Ed in the Election: Obama’s master teachers and Romney’s higher-ed legacy

The Obama administration on Wednesday announced plans to create a corps of “master teachers” in science, technology, engineering and math (STEM). This teacher corps would start with 50 teachers across the nation and expand to reach 10,000 within four years, with members earning an extra $20,000 each annually in return for making a multi-year commitment.

The proposal comes with a $1 billion price tag; Congress will have to approve it in President Obama’s 2013 budget request. But the administration will set aside $100,000 of an existing fund immediately to help school districts identify and support high-performing STEM teachers. (TV host Bill Nye the Science Guy was also out on the campaign trail this week promoting the president’s education policies.)

“If America is going to compete for the jobs and industries of tomorrow, we need to make sure our children are getting the best education possible,” Obama said in a statement. “Teachers matter, and great teachers deserve our support.”

An aide to Rep. John Kline (R-Minn.), chairman of the House Education and the Workforce Committee, told the Associated Press that there are already more than 80 teacher-quality programs funded by the government. “Republicans share the president’s goal of getting better teachers in the classroom,” said Kline spokeswoman Alexandra Sollberger. “However, we also value transparency and efficient use of taxpayer resources.”

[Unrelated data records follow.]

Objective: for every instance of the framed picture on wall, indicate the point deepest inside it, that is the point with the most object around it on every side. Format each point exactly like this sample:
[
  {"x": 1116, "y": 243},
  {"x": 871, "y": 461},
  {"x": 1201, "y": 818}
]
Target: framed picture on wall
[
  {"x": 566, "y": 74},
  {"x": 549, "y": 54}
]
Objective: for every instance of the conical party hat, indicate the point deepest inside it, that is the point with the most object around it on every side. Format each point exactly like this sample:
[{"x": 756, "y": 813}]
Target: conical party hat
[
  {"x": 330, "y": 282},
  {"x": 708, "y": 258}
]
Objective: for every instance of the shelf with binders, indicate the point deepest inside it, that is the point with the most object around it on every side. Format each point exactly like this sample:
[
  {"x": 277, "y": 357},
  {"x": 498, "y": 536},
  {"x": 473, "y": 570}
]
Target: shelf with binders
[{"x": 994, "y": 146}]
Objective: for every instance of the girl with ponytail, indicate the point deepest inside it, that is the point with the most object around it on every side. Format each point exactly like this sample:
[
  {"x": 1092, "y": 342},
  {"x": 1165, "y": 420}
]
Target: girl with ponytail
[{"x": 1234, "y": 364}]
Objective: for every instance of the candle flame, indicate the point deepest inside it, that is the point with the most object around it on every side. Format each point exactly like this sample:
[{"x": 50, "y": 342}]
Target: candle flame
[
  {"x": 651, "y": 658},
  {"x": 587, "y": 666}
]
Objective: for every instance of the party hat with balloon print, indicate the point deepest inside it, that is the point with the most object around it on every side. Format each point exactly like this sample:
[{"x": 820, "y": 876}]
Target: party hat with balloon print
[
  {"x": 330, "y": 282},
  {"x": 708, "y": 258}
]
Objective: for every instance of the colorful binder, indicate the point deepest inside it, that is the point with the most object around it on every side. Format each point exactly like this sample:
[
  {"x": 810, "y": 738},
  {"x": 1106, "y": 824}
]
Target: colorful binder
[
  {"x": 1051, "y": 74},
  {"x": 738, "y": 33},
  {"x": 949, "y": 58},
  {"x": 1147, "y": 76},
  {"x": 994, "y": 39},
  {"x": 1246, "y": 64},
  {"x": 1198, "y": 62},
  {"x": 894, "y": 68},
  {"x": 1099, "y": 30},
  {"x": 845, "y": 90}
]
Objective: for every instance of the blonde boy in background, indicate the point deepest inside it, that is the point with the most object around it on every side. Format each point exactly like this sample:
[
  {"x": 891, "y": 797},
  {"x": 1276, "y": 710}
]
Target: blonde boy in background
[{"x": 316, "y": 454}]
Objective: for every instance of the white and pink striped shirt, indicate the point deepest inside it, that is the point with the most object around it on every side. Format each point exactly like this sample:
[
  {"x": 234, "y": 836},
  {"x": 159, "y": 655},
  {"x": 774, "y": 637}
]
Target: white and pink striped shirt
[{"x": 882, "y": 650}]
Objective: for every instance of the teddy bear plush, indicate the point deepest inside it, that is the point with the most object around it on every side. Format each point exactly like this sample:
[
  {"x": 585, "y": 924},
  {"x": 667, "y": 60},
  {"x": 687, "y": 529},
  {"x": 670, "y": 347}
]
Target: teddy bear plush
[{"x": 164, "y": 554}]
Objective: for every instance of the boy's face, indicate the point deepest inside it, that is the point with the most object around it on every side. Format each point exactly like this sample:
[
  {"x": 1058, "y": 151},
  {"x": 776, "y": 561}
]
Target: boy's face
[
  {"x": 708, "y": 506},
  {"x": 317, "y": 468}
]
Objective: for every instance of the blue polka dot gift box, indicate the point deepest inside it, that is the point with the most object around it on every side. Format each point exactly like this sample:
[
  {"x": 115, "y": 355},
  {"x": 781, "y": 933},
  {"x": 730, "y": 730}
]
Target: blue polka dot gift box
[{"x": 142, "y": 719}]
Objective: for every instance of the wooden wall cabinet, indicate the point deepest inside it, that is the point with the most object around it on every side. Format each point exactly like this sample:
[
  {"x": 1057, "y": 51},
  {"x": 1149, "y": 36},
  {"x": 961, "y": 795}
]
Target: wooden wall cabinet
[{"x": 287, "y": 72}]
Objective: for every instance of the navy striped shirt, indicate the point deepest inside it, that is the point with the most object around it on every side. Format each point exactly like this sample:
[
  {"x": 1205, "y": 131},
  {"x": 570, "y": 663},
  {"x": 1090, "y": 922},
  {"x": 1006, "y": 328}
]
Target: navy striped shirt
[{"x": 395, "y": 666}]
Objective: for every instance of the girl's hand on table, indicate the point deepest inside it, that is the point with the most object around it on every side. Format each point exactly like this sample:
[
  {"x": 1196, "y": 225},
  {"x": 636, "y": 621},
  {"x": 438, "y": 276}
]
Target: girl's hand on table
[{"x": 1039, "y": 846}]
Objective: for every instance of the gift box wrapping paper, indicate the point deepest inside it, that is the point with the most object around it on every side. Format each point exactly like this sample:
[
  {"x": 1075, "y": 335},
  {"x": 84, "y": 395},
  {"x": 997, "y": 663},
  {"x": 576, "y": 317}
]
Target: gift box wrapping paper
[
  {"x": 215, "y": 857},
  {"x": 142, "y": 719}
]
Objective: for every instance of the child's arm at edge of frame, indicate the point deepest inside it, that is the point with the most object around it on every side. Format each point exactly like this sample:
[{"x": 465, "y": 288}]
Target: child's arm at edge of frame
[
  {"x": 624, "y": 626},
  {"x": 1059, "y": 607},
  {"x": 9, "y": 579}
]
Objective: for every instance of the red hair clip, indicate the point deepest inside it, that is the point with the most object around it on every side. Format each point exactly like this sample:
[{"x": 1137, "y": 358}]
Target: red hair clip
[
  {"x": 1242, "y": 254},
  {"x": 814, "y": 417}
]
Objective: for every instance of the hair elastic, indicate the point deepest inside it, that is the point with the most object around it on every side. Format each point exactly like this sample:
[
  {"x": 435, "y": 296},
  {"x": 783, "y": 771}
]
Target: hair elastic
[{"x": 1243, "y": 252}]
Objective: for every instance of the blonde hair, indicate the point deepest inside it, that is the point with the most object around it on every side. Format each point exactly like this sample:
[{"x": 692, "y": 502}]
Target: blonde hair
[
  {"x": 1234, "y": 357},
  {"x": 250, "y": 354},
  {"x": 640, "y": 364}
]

Mitt Romney saw his education track record in Massachusetts scrutinized once again this week. The Associated Press examined the former governor’s plan for overhauling the state’s higher-education system, which called for privatizing three schools and closing six others, while restructuring the administration of public universities to help close a $3 billion state budget gap.

“But when Romney left office four years later, not a lot had changed,” the AP reported. “Romney’s restructuring plan was stymied by a Democratic-run state Legislature where many lawmakers were irked about his bitter feud with William Bulger, the University of Massachusetts president and one of the state’s most powerful and entrenched Democrats.”

In the end, Romney’s main legacy was a university scholarship program for students who score in the top 25 percent in their district on state standardized tests.

Romney also discussed education on the campaign trail in Pennsylvania this week. “We’re not providing our kids the education they need,” he said. “I want more choice in education. I will put our kids first and our unions behind, give the kids the best schools in the world.”